Wagner, Vivian: Erinnerungsverwaltung in China. Staatsarchive und Politik in der Volksrepublik. Köln: Böhlau Verlag/Wien 2006. ISBN 978-3-412-31405-7; XIII, 747 S.; EUR 74,90.
Rezensiert für H-Soz-u-Kult von:
Daniel Leese, Institut für Sinologie, Ludwig-Maximilians-Universität München
E-Mail: [mailto]daniel.leese@ostasien.fak12.uni-muenchen.de[/mailto]
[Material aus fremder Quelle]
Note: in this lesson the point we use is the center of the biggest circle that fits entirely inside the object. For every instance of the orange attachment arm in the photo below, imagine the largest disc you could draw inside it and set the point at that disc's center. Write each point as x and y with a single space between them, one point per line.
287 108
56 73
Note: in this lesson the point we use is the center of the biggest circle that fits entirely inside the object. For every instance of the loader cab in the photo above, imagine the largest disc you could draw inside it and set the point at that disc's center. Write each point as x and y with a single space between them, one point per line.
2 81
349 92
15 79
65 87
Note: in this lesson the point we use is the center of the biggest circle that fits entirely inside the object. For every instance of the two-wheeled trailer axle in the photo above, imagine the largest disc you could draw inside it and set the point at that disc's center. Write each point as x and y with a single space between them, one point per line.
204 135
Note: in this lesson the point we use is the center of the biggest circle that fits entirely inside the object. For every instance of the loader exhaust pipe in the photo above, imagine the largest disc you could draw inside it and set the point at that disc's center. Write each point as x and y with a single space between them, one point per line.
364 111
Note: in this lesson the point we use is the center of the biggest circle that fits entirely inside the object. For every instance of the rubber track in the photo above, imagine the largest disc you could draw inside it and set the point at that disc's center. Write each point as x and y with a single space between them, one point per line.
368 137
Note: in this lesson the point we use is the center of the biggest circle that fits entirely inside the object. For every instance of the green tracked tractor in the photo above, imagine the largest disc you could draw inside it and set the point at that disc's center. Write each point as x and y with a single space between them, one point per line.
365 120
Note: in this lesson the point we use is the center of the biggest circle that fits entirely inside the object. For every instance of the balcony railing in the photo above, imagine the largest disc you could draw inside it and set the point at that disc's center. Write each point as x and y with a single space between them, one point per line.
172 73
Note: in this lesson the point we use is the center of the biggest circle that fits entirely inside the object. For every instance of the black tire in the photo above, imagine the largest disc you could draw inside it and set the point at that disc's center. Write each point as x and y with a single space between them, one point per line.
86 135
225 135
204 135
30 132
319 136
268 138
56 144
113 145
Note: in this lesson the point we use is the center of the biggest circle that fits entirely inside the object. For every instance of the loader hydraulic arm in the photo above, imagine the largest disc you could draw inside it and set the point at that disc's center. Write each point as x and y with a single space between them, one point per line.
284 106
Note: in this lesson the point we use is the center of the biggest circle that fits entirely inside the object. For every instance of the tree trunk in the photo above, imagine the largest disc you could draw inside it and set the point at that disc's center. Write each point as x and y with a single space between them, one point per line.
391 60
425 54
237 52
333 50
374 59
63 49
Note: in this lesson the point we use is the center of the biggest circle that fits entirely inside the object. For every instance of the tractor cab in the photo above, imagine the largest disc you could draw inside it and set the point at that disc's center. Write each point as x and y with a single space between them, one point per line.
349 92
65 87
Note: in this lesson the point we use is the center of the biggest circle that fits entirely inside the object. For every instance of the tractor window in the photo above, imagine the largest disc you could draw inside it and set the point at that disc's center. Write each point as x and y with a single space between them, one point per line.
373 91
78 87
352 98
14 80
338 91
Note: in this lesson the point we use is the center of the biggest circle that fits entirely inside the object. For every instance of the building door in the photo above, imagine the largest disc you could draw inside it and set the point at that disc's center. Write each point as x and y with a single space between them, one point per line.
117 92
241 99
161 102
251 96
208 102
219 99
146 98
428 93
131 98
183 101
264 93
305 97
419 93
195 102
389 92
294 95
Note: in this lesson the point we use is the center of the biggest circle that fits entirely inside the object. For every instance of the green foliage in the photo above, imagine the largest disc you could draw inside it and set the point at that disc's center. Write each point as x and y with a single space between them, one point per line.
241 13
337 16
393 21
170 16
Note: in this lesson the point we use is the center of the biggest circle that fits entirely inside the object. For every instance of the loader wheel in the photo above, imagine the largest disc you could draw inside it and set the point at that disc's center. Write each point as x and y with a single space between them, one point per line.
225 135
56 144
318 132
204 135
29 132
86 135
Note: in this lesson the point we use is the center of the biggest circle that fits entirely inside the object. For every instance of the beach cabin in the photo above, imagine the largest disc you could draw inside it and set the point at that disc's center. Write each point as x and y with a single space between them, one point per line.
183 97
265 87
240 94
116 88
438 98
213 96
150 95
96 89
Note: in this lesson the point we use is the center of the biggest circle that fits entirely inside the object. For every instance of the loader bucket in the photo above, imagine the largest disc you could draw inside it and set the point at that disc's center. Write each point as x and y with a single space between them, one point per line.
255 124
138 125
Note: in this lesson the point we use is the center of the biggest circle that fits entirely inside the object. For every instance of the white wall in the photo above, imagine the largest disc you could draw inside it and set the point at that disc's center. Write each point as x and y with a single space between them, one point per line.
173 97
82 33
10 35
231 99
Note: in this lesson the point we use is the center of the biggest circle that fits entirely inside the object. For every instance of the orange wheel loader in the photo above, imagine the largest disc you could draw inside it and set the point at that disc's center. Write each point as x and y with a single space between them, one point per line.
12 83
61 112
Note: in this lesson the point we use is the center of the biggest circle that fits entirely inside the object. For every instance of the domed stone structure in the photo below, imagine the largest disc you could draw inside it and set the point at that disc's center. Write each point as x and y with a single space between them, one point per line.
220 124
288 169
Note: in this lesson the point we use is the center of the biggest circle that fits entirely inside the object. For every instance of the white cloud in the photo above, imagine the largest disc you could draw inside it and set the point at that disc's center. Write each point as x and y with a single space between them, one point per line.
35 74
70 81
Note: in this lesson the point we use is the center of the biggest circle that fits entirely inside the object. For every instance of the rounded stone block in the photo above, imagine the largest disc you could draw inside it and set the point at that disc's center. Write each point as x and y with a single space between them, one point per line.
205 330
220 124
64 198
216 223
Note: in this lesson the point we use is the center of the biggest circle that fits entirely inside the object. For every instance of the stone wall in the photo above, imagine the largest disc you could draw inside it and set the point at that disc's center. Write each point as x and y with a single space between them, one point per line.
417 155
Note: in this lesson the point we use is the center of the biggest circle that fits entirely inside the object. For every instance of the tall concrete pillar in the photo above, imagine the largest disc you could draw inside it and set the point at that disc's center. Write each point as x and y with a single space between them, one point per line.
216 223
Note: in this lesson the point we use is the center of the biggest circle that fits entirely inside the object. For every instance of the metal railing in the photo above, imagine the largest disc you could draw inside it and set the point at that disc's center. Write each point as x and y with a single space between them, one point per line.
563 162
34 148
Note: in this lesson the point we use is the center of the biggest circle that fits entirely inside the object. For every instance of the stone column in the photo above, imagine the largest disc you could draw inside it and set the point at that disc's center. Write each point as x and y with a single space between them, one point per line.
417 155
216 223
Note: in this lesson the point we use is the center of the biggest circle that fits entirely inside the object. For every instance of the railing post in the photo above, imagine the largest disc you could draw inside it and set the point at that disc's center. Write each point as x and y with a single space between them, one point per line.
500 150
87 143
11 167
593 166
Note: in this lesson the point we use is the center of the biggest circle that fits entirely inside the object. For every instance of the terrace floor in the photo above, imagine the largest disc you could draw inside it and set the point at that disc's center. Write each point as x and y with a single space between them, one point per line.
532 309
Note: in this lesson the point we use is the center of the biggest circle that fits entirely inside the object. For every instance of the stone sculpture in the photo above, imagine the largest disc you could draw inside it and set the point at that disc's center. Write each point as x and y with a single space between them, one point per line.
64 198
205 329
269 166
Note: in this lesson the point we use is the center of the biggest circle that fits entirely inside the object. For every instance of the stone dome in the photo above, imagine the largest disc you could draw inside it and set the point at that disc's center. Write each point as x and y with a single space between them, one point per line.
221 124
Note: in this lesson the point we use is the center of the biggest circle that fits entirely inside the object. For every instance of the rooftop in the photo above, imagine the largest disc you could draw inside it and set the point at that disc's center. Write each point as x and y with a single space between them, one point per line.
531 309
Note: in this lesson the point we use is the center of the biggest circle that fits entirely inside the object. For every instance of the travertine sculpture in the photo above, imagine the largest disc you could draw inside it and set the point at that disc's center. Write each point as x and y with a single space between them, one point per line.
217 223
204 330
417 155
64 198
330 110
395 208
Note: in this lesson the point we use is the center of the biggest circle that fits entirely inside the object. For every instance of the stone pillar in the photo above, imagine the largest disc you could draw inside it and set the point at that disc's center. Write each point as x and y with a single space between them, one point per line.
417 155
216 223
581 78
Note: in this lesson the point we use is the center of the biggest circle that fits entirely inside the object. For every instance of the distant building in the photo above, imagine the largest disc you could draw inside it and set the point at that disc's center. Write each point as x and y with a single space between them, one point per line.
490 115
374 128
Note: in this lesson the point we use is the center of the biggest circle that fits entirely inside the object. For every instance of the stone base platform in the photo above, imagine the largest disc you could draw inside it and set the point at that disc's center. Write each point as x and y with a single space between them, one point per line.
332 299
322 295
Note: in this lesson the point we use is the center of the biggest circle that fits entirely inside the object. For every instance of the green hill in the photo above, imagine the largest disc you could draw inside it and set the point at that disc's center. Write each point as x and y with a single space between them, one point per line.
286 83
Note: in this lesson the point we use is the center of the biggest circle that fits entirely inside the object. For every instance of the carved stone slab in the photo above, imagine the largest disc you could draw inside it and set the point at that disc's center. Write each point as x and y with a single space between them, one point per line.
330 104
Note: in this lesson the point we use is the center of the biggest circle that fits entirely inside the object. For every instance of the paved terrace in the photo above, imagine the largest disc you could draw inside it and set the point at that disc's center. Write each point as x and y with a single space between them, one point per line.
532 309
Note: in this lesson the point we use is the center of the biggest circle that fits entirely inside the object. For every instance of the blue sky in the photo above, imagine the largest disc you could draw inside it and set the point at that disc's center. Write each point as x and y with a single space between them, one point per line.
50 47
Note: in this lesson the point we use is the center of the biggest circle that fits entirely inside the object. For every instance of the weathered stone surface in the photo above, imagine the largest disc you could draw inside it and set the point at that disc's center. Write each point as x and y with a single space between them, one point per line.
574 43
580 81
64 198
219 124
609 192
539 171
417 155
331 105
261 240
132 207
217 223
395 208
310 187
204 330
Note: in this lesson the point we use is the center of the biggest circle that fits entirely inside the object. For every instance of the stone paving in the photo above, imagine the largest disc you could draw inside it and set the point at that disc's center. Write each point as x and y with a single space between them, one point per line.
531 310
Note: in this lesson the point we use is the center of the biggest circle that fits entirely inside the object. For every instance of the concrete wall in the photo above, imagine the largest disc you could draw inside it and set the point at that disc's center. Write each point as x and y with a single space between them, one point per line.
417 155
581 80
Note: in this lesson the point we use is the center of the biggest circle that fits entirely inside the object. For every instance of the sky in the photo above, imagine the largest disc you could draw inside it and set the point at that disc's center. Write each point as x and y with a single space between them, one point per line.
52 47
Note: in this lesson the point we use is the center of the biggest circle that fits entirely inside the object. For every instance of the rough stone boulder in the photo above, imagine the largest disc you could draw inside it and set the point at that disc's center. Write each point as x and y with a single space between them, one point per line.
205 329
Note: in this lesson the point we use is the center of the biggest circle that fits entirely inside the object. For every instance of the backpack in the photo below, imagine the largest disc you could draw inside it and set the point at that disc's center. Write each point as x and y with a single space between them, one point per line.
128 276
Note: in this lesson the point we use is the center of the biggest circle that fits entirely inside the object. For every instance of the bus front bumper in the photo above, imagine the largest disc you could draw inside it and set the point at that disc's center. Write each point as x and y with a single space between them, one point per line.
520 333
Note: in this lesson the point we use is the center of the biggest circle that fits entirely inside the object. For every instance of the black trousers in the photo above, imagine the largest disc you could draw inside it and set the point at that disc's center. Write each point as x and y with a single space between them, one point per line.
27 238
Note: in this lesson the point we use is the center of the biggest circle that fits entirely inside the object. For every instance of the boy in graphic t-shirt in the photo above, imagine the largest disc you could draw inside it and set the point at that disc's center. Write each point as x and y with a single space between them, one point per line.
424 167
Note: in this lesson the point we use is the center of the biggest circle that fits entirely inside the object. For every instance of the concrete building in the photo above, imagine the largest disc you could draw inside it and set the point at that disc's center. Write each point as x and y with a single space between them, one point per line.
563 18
In der Einleitung ihrer umfangreichen Arbeit über Konzepte, Sammlungsaktivitäten und Funktionen des Archivwesens in der Volksrepublik China beschreibt Vivian Wagner, dass die häufigste Reaktion auf die Ankündigung ihres Themas in freundlichem Bedauern über die Wahl eines sowohl "staubtrockenen" als auch scheinbar uferlosen Projekts bestanden habe. Dabei gibt es für Historiker, die auf Basis chinesischer Quellen arbeiten, wohl kaum ein Thema, das mehr Spannung und Erkenntnisgewinn für die eigene Forschungsarbeit verspricht. Wer Gelegenheit hatte, persönliche Erfahrung mit der Geheimniskrämerei und der hochgradig willkürlichen Gewährung von Archivzugang insbesondere bei Fragestellungen im Bereich der neueren chinesischen Geschichte zu sammeln, wird in diesem Buch auf viele bekannte Details stoßen. Aber darüber hinaus leistet die Darstellung noch weitaus mehr, indem sie die Einzelbeobachtungen in einen systematischen Kontext stellt und sowohl die normativen Vorgaben der Kommunistischen Partei Chinas als auch die Nutzerperspektive konsequent verfolgt.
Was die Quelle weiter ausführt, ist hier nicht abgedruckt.